CO2 rebreathing overestimated cardiac output compared to direct Fick and thermodilution during maximal exercise (27.0 vs 24.0 and 23.3 l/min), while foreign gas rebreathing tended to underestimate it.
Observational (n=14)
Do closed-circuit gas rebreathing techniques accurately and precisely measure cardiac output compared to direct Fick and thermodilution in adults during rest and exercise?

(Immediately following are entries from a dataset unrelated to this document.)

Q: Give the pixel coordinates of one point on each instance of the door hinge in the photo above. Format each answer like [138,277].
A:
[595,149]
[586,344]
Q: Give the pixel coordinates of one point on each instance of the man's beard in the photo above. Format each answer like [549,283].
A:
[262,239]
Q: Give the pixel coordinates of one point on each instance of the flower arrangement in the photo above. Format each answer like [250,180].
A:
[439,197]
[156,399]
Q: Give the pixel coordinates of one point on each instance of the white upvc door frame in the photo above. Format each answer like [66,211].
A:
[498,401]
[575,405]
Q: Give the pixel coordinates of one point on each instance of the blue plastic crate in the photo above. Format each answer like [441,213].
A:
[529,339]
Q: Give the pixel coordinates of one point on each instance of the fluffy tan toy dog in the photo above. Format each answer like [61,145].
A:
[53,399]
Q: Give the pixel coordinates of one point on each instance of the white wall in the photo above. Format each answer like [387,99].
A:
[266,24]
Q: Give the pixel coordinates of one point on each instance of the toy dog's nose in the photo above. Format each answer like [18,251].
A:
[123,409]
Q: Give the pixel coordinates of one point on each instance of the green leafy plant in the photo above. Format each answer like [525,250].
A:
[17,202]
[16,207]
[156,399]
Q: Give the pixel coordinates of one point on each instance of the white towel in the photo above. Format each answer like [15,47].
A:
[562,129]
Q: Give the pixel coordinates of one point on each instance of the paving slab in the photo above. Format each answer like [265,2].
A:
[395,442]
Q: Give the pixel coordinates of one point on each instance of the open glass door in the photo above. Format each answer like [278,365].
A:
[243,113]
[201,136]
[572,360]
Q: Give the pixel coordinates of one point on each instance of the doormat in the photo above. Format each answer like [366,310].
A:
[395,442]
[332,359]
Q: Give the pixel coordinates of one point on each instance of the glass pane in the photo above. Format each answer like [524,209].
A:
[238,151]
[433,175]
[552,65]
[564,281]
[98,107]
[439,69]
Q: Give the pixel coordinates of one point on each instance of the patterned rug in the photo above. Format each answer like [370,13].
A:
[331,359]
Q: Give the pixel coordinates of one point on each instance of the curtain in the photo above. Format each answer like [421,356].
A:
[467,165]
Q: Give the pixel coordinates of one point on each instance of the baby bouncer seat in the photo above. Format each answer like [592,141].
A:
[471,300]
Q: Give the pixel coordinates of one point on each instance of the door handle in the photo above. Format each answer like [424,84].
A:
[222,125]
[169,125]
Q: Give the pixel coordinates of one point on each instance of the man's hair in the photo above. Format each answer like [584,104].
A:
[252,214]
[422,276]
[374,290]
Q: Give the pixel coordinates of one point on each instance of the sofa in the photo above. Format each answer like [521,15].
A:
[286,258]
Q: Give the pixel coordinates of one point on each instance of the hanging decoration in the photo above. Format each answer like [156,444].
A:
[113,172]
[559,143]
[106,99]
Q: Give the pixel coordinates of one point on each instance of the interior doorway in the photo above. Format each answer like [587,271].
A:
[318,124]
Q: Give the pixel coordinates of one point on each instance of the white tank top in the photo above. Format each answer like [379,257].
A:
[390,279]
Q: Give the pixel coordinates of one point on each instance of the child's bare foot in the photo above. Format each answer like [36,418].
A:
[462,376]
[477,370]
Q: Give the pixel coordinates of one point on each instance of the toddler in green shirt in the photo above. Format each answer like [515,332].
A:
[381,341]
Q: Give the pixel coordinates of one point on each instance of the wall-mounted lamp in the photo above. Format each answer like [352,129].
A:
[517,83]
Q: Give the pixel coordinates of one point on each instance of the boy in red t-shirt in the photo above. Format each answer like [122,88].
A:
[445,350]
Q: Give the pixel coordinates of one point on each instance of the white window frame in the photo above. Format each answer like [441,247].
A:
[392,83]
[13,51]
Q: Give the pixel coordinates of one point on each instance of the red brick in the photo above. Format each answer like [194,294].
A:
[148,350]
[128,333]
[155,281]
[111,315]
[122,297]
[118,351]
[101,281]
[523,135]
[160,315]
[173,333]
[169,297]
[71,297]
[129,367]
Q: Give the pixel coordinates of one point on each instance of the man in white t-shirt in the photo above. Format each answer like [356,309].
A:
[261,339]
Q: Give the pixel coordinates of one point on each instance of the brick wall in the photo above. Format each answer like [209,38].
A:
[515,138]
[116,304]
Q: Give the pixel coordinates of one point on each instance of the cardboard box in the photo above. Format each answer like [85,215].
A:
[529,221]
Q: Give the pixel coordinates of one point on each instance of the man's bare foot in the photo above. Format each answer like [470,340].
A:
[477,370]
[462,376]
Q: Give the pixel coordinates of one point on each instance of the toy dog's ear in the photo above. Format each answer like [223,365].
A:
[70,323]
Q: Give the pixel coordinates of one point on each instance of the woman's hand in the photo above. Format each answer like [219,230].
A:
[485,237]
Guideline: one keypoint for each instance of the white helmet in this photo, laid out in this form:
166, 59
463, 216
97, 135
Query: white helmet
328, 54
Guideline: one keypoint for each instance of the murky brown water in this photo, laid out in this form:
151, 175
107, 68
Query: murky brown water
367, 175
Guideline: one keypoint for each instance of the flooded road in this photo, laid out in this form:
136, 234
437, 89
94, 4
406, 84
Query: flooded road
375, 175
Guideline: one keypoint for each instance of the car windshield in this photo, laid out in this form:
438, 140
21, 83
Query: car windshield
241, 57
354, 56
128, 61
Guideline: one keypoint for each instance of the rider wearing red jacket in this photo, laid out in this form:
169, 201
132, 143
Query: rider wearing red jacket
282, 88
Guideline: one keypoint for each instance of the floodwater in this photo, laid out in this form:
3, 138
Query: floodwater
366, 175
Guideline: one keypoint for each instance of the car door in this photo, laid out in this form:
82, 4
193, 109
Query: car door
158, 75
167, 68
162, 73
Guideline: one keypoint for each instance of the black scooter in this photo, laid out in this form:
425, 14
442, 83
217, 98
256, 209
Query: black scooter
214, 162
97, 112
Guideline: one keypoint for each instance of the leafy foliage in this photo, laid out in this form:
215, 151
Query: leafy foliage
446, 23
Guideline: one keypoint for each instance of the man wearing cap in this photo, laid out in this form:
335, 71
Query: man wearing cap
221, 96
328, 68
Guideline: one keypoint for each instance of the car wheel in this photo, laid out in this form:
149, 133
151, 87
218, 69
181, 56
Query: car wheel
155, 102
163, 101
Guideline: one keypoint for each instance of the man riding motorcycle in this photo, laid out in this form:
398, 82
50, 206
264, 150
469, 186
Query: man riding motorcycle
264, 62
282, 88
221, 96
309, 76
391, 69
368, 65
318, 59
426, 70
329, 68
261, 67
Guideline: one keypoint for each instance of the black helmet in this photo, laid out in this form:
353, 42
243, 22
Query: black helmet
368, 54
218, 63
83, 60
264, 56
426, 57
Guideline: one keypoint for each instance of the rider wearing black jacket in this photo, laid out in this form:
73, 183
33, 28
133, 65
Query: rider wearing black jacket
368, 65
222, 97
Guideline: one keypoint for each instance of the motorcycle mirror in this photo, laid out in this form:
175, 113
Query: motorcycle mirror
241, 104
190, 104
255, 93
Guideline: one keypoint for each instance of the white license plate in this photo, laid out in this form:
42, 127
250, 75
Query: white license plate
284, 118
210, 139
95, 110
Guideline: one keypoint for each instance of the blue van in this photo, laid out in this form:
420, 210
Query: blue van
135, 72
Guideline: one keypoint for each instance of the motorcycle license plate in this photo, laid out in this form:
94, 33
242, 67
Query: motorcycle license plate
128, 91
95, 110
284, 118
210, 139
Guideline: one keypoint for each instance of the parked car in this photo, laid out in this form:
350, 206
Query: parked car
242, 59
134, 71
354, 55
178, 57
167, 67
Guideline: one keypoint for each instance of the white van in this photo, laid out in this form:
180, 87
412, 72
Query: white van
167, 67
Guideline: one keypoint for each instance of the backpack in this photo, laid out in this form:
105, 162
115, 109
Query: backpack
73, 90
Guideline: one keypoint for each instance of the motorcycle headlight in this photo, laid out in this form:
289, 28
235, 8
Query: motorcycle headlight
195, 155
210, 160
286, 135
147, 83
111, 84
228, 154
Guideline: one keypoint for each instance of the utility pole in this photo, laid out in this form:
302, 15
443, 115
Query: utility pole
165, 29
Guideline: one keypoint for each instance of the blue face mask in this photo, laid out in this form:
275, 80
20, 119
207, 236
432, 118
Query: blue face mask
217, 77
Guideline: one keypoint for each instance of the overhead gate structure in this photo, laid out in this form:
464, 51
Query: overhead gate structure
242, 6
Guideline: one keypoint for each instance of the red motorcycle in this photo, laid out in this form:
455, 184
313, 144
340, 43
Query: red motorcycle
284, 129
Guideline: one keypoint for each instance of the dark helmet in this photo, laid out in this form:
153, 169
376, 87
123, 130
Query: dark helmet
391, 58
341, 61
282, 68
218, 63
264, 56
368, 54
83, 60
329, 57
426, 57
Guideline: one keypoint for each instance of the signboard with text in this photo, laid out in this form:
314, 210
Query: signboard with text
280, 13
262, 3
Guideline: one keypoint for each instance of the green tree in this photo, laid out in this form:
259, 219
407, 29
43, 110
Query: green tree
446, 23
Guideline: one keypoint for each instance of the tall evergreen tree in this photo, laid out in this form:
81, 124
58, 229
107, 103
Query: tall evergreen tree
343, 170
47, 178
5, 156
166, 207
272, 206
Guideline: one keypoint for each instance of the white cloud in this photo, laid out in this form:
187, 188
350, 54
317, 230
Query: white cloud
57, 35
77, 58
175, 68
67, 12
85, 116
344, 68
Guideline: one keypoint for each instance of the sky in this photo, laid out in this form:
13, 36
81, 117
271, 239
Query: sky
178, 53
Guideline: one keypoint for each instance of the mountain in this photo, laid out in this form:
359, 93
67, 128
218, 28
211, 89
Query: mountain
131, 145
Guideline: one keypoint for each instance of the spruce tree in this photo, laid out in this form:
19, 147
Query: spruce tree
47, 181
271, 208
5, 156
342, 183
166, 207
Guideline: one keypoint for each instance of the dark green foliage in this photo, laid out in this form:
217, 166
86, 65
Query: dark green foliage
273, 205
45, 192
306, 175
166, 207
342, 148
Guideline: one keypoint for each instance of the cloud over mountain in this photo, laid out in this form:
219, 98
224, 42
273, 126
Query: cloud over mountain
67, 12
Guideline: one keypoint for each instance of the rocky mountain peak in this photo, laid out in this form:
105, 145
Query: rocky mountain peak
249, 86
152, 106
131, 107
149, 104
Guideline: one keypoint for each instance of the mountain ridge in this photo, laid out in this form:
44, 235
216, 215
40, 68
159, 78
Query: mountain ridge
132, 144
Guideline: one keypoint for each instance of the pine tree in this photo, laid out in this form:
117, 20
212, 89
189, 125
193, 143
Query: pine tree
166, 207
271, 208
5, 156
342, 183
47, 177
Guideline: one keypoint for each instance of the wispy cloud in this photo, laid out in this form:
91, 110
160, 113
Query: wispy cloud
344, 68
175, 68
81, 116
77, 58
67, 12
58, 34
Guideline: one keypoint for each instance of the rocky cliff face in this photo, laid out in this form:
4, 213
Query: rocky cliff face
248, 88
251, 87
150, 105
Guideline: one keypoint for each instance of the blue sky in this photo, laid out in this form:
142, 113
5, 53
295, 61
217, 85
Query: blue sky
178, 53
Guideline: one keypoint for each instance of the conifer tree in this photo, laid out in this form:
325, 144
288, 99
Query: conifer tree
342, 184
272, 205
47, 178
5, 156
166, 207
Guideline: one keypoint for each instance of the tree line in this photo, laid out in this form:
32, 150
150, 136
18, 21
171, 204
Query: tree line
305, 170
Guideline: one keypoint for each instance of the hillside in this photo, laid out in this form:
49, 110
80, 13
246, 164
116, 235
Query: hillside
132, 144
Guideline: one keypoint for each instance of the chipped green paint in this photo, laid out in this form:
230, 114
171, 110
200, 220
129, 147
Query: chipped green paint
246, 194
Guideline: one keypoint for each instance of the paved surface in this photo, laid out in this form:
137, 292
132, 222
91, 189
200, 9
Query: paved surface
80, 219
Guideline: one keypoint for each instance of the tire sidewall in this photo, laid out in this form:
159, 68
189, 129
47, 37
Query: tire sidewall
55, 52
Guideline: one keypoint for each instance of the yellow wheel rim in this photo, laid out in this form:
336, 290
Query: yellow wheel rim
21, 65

Foreign gas rebreathing provides reasonable cardiac output estimates at rest but underestimates during exercise, whereas single-step CO2 rebreathing is accurate over a wider range but has larger variability.
p-value: p=<0.05
Foreign and soluble gas rebreathing methods are attractive for determining cardiac output (Q(c)) because they incur less risk than traditional invasive methods such as direct Fick and thermodilution. We compared simultaneously obtained Q(c) measurements during rest and exercise to assess the accuracy and precision of several rebreathing methods. Q(c) measurements were obtained during rest (supine and standing) and stationary cycling (submaximal and maximal) in 13 men and 1 woman (age: 24 +/- 7 yr; height: 178 +/- 5 cm; weight: 78 +/- 13 kg; Vo(2max): 45.1 +/- 9.4 ml.kg(-1).min(-1); mean +/- SD) using one-N(2)O, four-C(2)H(2), one-CO(2) (single-step) rebreathing technique, and two criterion methods (direct Fick and thermodilution). CO(2) rebreathing overestimated Q(c) compared with the criterion methods (supine: 8.1 +/- 2.0 vs. 6.4 +/- 1.6 and 7.2 +/- 1.2 l/min, respectively; maximal exercise: 27.0 +/- 6.0 vs. 24.0 +/- 3.9 and 23.3 +/- 3.8 l/min). C(2)H(2) and N(2)O rebreathing techniques tended to underestimate Q(c) (range: 6.6-7.3 l/min for supine rest; range: 16.0-19.1 l/min for maximal exercise). Bartlett's test indicated variance heterogeneity among the methods (P < 0.05), where CO(2) rebreathing consistently demonstrated larger variance. At rest, most means from the noninvasive techniques were +/-10% of direct Fick and thermodilution. During exercise, all methods fell outside the +/-10% range, except for CO(2) rebreathing. Thus the CO(2) rebreathing method was accurate over a wider range (rest through maximal exercise), but was less precise. We conclude that foreign gas rebreathing can provide reasonable Q(c) estimates with fewer repeat trials during resting conditions. During exercise, these methods remain precise but tend to underestimate Q(c). Single-step CO(2) rebreathing may be successfully employed over a wider range but with more measurements needed to overcome the larger variability.
Jarvis et al. (Thu,) reported a observational. Closed-circuit gas rebreathing techniques (CO2, C2H2, N2O) vs. Direct Fick and thermodilution was evaluated on Cardiac output (Qc) accuracy and precision (p=<0.05). CO2 rebreathing overestimated cardiac output compared to direct Fick and thermodilution during maximal exercise (27.0 vs 24.0 and 23.3 l/min), while foreign gas rebreathing tended to underestimate it.